Court Opinion

ID: 5054309
Source: CourtListenerOpinion
Date Created: 2021-10-01 08:25:55.098215+00
Date Added: 2024-06-11T08:19:08.143909
License: Public Domain

ON APPELLANT’S MOTION FOR REHEARING
DALLY, Judge,
concurring.
The appellant’s motion for leave to file his motion for rehearing was granted, but the motion for rehearing is now being overruled without written opinion. I concur in the overruling of the motion for rehearing, but I will take this opportunity to explain my view expressed in my short concurring opinion on original submission.
Article V, Sec. 26 of the Texas Constitution provides:
“The State shall have no right of appeal in criminal cases.”
Article 44.01, V.A.C.C.P. provides:
“The State shall have no right of appeal in criminal actions.”
Do these provisions prohibit the State from petitioning the Supreme Court of the United States to exercise its judicial discretion to grant review of this case by certiora-ri? Let us examine the nature of the procedures of appeal and of certiorari.
Appeal was unknown at common law; the right of review by appeal is derived from the constitution and statute.
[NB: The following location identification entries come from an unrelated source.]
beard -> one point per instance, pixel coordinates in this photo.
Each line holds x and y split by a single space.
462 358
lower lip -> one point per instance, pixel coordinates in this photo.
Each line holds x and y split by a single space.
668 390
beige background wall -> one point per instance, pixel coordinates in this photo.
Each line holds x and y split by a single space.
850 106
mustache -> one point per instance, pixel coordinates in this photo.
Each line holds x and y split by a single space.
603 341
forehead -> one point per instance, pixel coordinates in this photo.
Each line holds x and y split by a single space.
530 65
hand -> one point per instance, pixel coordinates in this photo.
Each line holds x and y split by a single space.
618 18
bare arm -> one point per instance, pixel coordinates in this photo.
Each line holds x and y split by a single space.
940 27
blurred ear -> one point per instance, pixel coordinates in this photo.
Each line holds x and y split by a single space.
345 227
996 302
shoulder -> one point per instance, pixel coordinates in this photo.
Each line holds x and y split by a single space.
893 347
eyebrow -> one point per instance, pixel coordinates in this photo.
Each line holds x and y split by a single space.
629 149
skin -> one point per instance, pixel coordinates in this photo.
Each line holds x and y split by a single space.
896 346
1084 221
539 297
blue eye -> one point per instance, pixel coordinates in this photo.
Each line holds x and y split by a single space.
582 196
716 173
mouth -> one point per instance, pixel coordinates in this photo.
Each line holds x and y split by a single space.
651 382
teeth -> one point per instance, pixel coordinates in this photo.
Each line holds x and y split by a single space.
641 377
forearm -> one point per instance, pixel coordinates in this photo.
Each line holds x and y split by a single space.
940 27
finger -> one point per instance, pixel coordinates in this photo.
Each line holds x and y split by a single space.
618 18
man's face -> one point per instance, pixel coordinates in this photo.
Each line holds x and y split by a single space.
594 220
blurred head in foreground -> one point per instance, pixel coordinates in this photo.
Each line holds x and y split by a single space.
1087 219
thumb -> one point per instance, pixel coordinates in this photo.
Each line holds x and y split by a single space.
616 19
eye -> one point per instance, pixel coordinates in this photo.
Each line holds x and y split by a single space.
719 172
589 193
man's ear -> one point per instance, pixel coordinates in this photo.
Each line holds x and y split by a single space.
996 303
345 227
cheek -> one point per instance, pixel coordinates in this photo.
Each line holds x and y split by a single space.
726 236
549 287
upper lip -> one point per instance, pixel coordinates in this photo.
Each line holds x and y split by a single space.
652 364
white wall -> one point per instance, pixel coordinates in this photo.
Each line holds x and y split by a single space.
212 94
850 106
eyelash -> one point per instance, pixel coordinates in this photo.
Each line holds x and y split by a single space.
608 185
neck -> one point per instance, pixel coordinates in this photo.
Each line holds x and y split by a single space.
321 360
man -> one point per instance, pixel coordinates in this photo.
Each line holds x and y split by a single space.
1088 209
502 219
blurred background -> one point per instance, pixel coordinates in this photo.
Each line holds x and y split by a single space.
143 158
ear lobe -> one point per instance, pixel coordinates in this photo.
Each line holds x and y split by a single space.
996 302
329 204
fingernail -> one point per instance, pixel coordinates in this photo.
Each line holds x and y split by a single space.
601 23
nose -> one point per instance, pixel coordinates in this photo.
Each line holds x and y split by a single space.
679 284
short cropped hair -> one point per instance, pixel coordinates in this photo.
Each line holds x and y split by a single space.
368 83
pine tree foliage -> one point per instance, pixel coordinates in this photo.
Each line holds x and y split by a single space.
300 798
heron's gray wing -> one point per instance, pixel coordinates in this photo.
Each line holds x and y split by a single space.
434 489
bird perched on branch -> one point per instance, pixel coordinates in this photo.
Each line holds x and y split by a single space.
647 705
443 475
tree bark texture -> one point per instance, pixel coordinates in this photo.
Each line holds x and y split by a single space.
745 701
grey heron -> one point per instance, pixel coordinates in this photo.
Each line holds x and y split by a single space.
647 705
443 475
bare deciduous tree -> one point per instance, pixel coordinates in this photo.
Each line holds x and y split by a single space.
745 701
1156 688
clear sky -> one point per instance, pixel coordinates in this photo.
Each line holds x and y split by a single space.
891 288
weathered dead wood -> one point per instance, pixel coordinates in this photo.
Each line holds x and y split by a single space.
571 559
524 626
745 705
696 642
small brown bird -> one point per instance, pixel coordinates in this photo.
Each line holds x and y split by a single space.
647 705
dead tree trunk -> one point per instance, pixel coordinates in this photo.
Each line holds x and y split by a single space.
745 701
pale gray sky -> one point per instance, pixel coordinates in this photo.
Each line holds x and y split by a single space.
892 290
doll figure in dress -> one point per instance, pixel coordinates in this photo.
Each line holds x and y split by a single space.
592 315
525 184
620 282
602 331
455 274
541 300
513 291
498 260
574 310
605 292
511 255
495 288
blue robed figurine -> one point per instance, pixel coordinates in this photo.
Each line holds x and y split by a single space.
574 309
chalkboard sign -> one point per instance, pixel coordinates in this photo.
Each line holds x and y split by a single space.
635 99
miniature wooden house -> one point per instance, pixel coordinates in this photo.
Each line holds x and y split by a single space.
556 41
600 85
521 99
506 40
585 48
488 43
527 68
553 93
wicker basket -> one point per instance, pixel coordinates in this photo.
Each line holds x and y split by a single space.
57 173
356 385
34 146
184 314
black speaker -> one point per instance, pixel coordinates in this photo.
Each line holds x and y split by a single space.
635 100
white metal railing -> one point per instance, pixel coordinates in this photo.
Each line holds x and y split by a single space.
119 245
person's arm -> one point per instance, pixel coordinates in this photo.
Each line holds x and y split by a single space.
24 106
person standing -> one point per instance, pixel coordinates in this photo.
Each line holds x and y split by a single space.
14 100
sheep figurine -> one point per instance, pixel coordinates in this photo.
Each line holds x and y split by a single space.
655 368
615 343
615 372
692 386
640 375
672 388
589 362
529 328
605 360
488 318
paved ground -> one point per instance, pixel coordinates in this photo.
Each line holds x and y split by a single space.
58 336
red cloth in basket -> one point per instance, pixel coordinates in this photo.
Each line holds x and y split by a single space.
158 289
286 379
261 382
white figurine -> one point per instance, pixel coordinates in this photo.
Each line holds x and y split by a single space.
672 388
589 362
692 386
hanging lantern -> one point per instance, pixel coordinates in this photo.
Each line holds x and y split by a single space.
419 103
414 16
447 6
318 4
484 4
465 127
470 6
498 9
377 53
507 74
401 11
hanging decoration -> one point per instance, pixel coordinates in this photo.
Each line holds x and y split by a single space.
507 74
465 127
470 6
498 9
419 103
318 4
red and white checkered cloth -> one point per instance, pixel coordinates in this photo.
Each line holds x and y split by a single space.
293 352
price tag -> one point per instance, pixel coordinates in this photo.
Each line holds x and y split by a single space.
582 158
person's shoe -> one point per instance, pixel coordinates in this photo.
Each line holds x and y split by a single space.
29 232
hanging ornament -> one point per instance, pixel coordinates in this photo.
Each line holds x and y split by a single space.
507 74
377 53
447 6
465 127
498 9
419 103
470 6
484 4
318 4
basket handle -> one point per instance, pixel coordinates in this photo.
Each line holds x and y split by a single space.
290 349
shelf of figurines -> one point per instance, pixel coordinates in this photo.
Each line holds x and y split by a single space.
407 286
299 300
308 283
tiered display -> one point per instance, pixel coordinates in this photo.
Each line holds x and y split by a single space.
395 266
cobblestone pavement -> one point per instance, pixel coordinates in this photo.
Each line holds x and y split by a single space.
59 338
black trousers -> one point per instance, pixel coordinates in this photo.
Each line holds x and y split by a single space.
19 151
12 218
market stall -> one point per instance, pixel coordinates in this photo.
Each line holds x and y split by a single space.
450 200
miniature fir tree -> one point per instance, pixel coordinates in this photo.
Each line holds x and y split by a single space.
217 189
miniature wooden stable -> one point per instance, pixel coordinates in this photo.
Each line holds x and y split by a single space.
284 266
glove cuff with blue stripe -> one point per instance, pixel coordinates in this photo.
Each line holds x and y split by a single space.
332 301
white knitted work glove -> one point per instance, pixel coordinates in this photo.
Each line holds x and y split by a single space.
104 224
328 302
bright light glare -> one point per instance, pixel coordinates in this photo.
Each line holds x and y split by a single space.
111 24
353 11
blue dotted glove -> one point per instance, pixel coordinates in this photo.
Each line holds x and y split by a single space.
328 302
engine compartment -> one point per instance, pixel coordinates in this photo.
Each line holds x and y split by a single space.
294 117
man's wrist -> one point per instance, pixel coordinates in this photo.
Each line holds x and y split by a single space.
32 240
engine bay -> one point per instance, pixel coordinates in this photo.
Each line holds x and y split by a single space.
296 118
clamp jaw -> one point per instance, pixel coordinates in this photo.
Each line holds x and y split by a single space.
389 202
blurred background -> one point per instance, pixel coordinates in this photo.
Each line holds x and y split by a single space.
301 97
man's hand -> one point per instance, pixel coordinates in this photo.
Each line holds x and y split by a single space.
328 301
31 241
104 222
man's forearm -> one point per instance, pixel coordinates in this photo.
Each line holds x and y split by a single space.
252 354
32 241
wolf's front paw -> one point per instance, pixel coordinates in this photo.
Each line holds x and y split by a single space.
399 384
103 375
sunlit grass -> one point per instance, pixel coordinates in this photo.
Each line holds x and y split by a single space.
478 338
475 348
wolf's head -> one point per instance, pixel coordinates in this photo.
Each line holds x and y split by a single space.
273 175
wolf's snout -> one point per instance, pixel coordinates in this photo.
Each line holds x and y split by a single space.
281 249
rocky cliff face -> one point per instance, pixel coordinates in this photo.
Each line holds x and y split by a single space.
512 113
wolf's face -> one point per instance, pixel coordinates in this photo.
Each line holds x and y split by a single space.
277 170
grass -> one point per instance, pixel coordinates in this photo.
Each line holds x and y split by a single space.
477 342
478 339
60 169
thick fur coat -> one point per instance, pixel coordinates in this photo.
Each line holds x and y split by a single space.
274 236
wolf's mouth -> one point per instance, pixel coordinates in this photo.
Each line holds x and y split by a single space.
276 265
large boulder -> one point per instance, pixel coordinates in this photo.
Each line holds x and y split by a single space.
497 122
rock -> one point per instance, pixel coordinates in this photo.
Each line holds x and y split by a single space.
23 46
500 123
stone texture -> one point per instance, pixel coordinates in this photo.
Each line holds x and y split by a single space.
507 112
Tex. Const. Art. V, Sec. 5; Art. 4.03, V.A.C.C.P.; Art. 44.02, V.A.C.C.P.; see Ex parte Martinez, 66 Tex.Cr. 1, 145 S.W. 959 (1912); Millican v. State, 145 Tex.Cr. 195, 167 S.W.2d 188 (1942). Review by appeal includes a review of the facts as well as the law. Art. 44.25, V.A.C.C.P. One convicted of a criminal offense may, provided he follows the proper statutory steps, have the proceedings leading to his conviction in the lower court reviewed by a higher court as a matter of right. Art. 44.02, V.A.C.C.P. The State in this jurisdiction is prohibited from obtaining review by appeal. Art. V, Sec. 26, supra; Art. 44.01, supra. See also State ex rel. Vance v. Routt, 571 S.W.2d 903 (Tex.Cr .App.1978).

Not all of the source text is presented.